Thursday 21 November 2019

The Club by Takis Würger



This is a surprisingly timely novel in the context of the UK’s 2019 General Election. With former Prime Minister, David Cameron, and current Prime Minister, Boris Johnson, alumni of the notorious Oxford University drinking fraternity, The Bullingdon Club, the activities of such elitist societies are now in the news.

Hans Stichler is a young German boy who lives a rather idyllic life in the country. He’s a loner who when bullied takes up boxing and is quite good at it. This doesn’t make the other children like him but ensures he’s left in peace. After his parents die in twin tragedies, he is sent to boarding school where once again he’s ostracised by the other children. He continues his boxing and dreams of being back in the country.

Hans has an aloof aunt, Alex, a professor at Cambridge University. One day, as he’s nearing the end of his time at boarding school, she asks him whether he will go undercover at the university. She will guarantee his entrance under a false surname and in return he gets to study there. She tells him cryptically that there is a crime she wishes him to investigate. Hans eventually agrees and it soon transpires that Alex wishes him to join an exclusive drinking society, the Pitt Club. Hans obtains membership, his boxing skills aiding him, as the most prominent members of the club box for the university.

Over the course of the novel Hans gets more involved in the life of the university, the life of the fraternity, and the University’s boxing club.

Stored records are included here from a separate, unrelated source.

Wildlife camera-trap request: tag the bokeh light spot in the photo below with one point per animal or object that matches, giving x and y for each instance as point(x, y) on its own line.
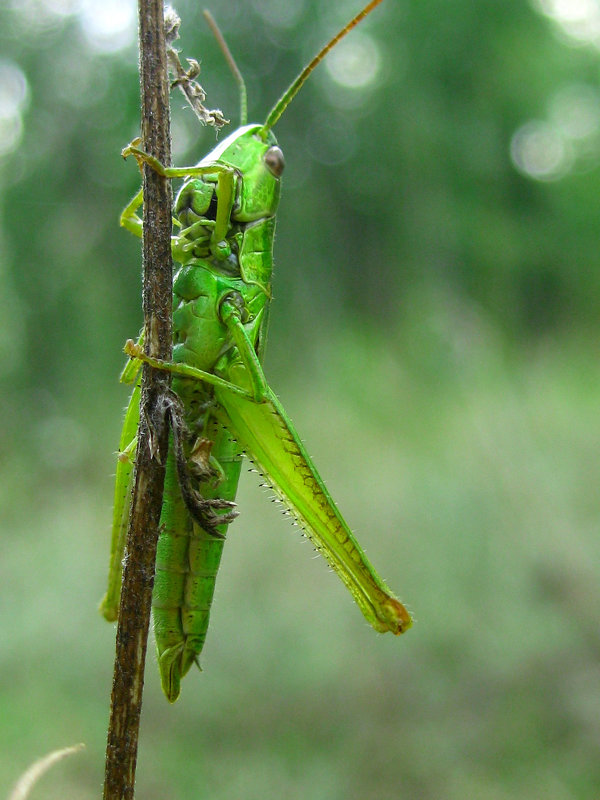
point(539, 151)
point(355, 62)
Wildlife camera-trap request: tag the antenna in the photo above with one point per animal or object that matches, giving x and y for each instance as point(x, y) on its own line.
point(232, 65)
point(296, 85)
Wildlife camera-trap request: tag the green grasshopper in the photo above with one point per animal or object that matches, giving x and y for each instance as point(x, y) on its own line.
point(225, 217)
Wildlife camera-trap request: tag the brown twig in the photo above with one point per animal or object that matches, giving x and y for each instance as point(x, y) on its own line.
point(138, 574)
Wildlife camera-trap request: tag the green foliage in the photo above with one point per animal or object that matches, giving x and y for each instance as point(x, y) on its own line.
point(432, 336)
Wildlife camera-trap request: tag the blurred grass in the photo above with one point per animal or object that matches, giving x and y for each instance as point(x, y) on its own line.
point(469, 478)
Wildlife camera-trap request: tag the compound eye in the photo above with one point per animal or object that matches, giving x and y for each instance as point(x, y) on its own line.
point(275, 161)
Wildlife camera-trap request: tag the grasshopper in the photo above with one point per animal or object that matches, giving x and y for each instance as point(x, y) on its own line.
point(223, 406)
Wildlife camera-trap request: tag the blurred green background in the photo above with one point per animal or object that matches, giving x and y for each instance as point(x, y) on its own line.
point(434, 337)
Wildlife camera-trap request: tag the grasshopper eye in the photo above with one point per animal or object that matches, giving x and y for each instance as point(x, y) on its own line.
point(274, 161)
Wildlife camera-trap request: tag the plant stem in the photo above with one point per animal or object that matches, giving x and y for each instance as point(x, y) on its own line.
point(138, 573)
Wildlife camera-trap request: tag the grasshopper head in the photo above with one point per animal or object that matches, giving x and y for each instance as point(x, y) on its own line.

He meets Charlotte, a female student who is helping Alex to expose the crime and falls in love with her. I won’t give anything further away about the plot other than to say that it’s no surprise that the crime involves excess, alcohol and drugs, and sexual violence. 

The book is relatively well-written, though I did find it’s constant shifting of perspective from character to character (including sections from some minor character’s perspectives) a little confusing. That said, I did take to it after a while and it did keep me turning the pages.

The Pitt Club is a real Cambridge University drinking fraternity and interestingly the author has real experience of it.  Takis Würger is a German journalist who writes for Der Spiegel, but when a young man he enrolled at Cambridge University and joined the Adonians, the Hawk’s Club and the Pitt Club, before dropping out of the university. Whiles these clubs aren’t as notorious as Oxford’s Bullingdon Club, they are drinking societies that are riotous and are exclusive.

This is a novel about wealth, power, and the impunity that comes with it. At a time when two Prime Ministers come from such backgrounds, and at university were members of a club that revelled in smashing up restaurants and general antisocial behaviour; when Prince Andrew is accused of consorting with a convicted sex offender and faces little in the sense of concrete consequences, this is a vital novel that addresses important issues.